Now, most of these are issues that no state court or legislature can address, or at least fully address, because they involve federal law. But the argument against many of these benefits for same-sex couples is that many of them can be obtained through the creation of legal documents (i.e. a will, though heterosexual spouses are guaranteed to inherit some percentage of a deceased spouses estate even in the absence of a will.) or through other processes that usually require same sex couples to shell out more money for what married heterosexuals get for free or at significantly less cost. For example, one same-sex partner can purchase health insurance for his/her spouse via an employer’s health plan or another, but the heterosexual in the next cubicle will probably get to add his spouse at little or no additional cost, and the cost of that benefit will be made up in part by the queer in the adjoining cubicle.
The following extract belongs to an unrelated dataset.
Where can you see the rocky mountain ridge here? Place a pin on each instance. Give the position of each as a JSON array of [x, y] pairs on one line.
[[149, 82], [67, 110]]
That's only a partial list, but add them up — inheritance rights, family leave, pensions, nursing home costs, retirement savings, etc. — and it all adds up to a rather expensive "gay tax," because our families must either pay more than legally married couples would for the same things; or we pay a higher price for inequality, by either suffering the consequences of not having those rights or paying for legal documents that may or may not be recognized, in hopes they might win us one or two of those rights. The legal costs alone would pay for thousands of marriage licenses.

The biggest irony about the "Gay Tax" thus far has been that it's the one tax that Republicans like — so much, in fact, that even GOP deficit hawks like John Boehner will spend $3millon taxpayer dollars to defend.

There are signs that the GOP may be "evolving" on the issue. Conservative Republican Ted Olson is one half of the legal team arguing for marriage equality before the court today. As many as 75 prominent Republicans signed an amicus brief presented to the Court this week, arguing that marriage equality is a civil right. Sen. Rob Portman, recently announced his change of heart on marriage equality, after his son came out.

Those are reasons to hope. On the other hand, marriage equality remains a struggle for the GOP. Most of the prominent GOP supporters of marriage equality are "out-of-office." For every Rob Portman, there's a John Boehner who will "always oppose" marriage equality. For every Ted Olson there's a Republican like CPAC straw poll winner Rand Paul, who'd solve the problem of the Gay Tax with a tax cut.

Rand Paul appeared on Fox News Sunday with Chris Wallace who asked him about the Defense of Marriage Act (DOMA) case that will be argued in the Supreme Court this week. Rand Paul said that marriage should be a state issue and that the federal government should not be promoting something he doesn’t believe in.

Paul believes that by issuing a flat tax, you get rid of the benefits that are available to heterosexual couples, thus making the tax system equal. Gay Americans rejoice! Now, everyone will pay the same tax and nobody needs to be declared equal in the eyes of the law or any of that other messy business.

Rand Paul says he wants the government to make laws more neutral towards the issue of gay marriage. He thinks that if you take the word “marriage” out of tax code, then the federal government never has to deal with the issue of redefining it. Wrong.

Marriage is not just a states issue, no matter how much Rand Paul wants it to be. The institution of marriage is deeply intertwined with the federal government. The federal government looks at marriage licenses for Social Security benefits, citizenship, and for Medicaid/Medicare benefits. Declaring that gay marriage is states rights issue also rejects the argument that is at the core of this debate.

Do we see gay Americans as equals or do we not?

I appreciate that Sen. Paul, like any Republican, wants to lower my taxes; albeit in his own delusional way. But honestly, there's a much simpler way to do it:

Let me and my husband get married, and treat my our marriage the same as our neighbors' marriage.

Repeal the Gay Tax, and not only will we throw a "Filing Jointly" party, but I might even consider in sending Paul an invite.